But uniform holdings and single succession are marks of manorial lordship.

In all this no manorial element need be present, and when the manorial element is absent there is not necessarily any uniformity or single succession in the holdings. But when manorial management comes upon the top of this widely extended and all but universal system of agriculture, whether in Roman times or later, the bundle of scattered strips which under tribal custom could be ploughed by a pair of oxen whether alone or in joint ploughing is very naturally taken as the typical holding. And thus when we find in the Laws of Ine and later records gafolgeldas and geburs settled upon yardlands and doing service by week-work on the lord’s demesne the natural inference must be that it is the result of manorial land management and that there has come into existence already something like a manor with something like a community in serfdom upon it, using the prevalent open-field system as the shell in which it will henceforth live so far as its agriculture is concerned.

And so it seems natural to attribute to the manorial management and the manorial requirement of fixed services and dues the uniformity of the holdings and the single succession by which the uniformity was preserved. The power which seeks and makes uniformity seems to come from above. Agricultural communities of free tribesmen who had become individual freeholders (if such could be conceived of as prevalent in King Ine’s and King Alfred’s time) would probably have used the open-field system in a quite different way.

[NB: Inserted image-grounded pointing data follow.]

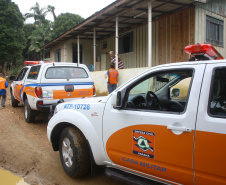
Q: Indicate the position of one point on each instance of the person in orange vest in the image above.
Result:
(112, 75)
(3, 86)
(113, 60)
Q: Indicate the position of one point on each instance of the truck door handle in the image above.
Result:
(183, 129)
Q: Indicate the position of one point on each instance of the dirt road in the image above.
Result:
(26, 151)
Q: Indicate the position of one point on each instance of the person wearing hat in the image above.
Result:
(112, 75)
(3, 86)
(113, 60)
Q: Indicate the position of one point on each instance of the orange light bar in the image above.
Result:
(31, 62)
(36, 62)
(201, 49)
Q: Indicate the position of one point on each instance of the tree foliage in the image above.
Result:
(64, 22)
(27, 54)
(12, 39)
(42, 32)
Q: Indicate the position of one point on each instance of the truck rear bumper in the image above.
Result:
(45, 108)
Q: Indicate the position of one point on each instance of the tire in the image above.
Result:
(29, 114)
(74, 152)
(14, 101)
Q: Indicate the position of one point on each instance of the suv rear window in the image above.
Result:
(33, 74)
(65, 73)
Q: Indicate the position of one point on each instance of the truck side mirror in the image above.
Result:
(12, 77)
(116, 99)
(174, 93)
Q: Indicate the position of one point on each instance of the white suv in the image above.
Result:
(40, 87)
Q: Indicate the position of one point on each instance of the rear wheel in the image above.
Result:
(14, 101)
(29, 114)
(74, 152)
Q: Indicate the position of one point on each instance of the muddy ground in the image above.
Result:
(26, 151)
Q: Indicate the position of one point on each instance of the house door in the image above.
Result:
(75, 53)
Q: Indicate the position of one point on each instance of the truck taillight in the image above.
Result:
(38, 92)
(94, 90)
(206, 50)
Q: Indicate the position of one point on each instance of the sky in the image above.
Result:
(84, 8)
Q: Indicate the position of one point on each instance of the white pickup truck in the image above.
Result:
(168, 124)
(42, 85)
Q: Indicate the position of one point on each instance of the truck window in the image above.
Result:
(217, 102)
(21, 74)
(34, 71)
(65, 73)
(155, 92)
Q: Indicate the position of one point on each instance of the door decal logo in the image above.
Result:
(143, 143)
(47, 94)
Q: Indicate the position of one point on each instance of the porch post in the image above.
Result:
(149, 34)
(94, 48)
(78, 49)
(116, 43)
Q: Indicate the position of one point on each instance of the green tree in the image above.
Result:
(52, 10)
(64, 22)
(12, 39)
(27, 53)
(38, 14)
(42, 32)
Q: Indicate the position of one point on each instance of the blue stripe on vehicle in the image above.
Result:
(54, 84)
(59, 84)
(20, 92)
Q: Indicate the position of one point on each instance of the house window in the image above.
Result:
(57, 55)
(214, 31)
(104, 45)
(126, 42)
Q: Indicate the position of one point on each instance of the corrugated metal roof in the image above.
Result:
(131, 13)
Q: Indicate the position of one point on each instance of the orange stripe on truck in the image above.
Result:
(61, 94)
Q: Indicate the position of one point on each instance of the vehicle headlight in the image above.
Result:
(55, 111)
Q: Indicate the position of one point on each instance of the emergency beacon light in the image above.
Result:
(205, 50)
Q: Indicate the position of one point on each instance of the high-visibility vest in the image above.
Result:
(112, 76)
(2, 83)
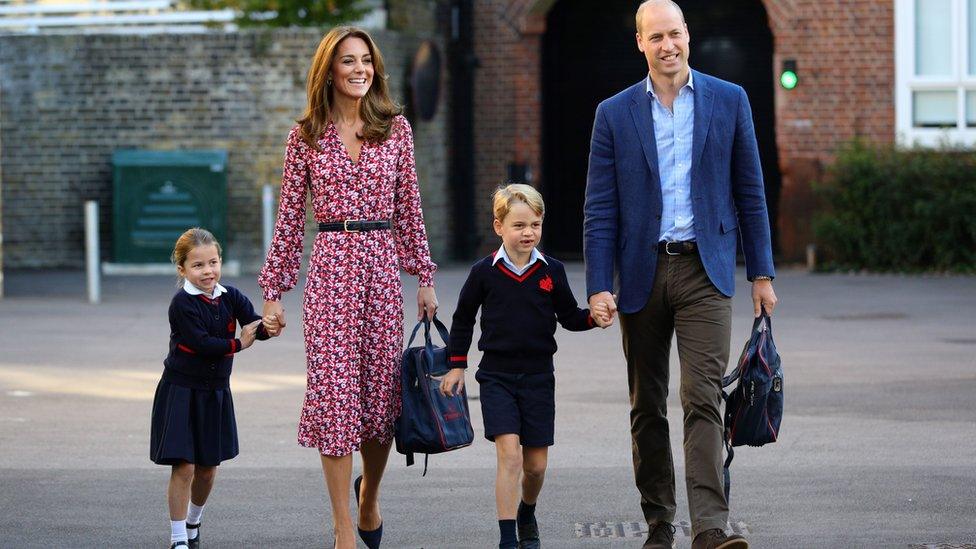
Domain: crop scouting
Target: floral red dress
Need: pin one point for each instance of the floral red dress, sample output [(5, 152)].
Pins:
[(353, 304)]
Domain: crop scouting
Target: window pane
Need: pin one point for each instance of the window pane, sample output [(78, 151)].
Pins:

And we see no trace of it in the evidence.

Later evidence of free holdings may not be to the point.

When, however, we have said this we have no disposition to ignore or make light of the later evidence upon which great stress has quite rightly been laid by Professor Maitland in his remarkable work on ‘The Domesday Survey and beyond,’ showing that there were in some districts villages, in which the manorial element was apparently absent in the time of Edward the Confessor, though appearing as manors after the Conquest. He has suggested that in these villages not only the manor in name but also the manor as a thing was apparently non-existent. There was in these cases apparently, in King Edward’s time, no demesne land upon which the services of a tenantry in villenage could be rendered, and the tenants were often sokemen who had individually put themselves under the protection of this lord or that, instead of there being one lordship over the group, as in a manor.

The Danish wars left many estates vacant, which may have been reconstructed on feudal rather than manorial lines.

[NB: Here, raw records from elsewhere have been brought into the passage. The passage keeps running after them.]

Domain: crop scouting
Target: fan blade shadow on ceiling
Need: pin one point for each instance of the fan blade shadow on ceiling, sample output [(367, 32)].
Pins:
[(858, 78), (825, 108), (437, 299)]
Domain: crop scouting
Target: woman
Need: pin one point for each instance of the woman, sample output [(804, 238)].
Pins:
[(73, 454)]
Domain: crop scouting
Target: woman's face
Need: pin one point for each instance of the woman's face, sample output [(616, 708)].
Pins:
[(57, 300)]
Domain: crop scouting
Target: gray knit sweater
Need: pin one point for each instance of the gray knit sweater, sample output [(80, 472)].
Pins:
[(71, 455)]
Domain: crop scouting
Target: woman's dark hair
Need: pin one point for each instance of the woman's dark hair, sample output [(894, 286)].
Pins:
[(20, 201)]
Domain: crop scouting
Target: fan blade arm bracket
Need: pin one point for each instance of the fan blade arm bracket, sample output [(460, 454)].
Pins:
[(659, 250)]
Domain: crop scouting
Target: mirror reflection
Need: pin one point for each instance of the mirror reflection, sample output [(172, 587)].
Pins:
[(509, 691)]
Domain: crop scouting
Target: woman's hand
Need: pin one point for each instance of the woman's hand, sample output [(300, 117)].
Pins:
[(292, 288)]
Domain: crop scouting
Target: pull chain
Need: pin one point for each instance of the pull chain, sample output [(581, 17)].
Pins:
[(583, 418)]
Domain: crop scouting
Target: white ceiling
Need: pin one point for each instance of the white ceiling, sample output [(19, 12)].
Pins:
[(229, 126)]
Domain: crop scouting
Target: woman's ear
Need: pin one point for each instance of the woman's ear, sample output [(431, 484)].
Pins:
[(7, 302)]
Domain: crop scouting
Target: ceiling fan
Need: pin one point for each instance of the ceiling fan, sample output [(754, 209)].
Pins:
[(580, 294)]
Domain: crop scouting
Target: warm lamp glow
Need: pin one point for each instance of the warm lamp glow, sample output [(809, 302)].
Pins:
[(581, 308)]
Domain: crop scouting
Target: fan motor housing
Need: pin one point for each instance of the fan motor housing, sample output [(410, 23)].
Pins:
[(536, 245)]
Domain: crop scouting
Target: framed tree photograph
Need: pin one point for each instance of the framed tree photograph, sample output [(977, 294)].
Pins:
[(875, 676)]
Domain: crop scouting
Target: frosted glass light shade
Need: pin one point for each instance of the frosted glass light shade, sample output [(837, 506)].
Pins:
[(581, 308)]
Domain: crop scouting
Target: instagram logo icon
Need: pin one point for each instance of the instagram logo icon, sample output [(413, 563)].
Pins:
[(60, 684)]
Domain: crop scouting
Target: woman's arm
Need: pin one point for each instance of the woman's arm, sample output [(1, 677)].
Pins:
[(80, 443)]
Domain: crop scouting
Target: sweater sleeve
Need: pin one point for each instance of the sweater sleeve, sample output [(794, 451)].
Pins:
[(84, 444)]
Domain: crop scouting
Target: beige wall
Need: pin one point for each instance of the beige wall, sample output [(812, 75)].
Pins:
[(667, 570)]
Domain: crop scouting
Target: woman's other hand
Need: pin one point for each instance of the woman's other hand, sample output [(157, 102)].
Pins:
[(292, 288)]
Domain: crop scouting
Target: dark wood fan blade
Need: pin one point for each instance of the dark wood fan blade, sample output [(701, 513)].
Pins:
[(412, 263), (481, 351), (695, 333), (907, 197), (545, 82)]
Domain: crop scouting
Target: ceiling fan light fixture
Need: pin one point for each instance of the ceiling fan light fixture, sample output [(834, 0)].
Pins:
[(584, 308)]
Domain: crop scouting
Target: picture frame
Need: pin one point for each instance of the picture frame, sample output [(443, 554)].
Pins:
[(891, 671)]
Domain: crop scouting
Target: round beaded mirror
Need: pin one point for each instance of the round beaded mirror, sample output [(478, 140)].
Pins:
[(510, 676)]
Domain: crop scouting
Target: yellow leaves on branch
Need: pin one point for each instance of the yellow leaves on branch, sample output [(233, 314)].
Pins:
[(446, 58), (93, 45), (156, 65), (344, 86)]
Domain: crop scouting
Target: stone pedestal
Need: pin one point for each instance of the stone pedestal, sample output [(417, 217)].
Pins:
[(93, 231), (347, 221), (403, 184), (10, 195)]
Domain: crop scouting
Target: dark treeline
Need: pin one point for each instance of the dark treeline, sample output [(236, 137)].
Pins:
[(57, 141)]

These lordless villages on the eve of the Conquest as shown by the entries T. R. E. in the Domesday survey and especially in the ‘Inquisitio Eliensis,’ merit more careful study than has yet been given to them, and so far as they can be shown to prove the existence of free villages of liberi homines or socmanni, after the Conquest merged sometimes in the class of villani, I am ready to welcome the evidence. But unless they can be traced back to earlier times, their occurrence mostly in the Danish districts interspersed with other villages which were manors and had demesne land, together with the singular fact that the holders in these villages were commended to several lords, suggests that their peculiar position may date from the time of the Danish invasions, and be the result of the devastations as to the effects of which the ‘Liber Eliensis’ contains so much evidence. Many a manor may have lost both lord and tenants, and have been filled up again by the great lords of the district with new tenants—soldiers and servants who had served in the wars, it may be. Thus these cases, in which many features of the ordinary manor were apparently missing in the time of Edward the Confessor, may be of recent date and so, while important when viewed in relation to the Domesday survey and the changes made by the Conquest, not specially instructive as regards earlier Anglo-Saxon conditions.

The fact regarding the Danelaga still very little known.

Unfortunately, as we have seen, the laws of the Danish period, while recording existing and modified Anglo-Saxon customs on various points, leave us in the dark as to Danish custom, whether of old standing in the Danelaga or newly imported in King Cnut’s time. It was, no doubt, known to the invaders, and it was enough for them to say ‘as the law stands,’ though we do not know what it was. The whole question of the Danelaga was purposely omitted from the scope of my former volume, and now, after twenty years, still remains a subject requiring careful examination by future inquirers.

But this cannot be done completely until the minute work which Professor Maitland and Mr. Round and Mr. Corbett are gradually doing upon the Domesday survey itself in its local details has been further pursued, and it lies, with so many other branches of a difficult subject, beyond the limits of the inquiry made in this volume.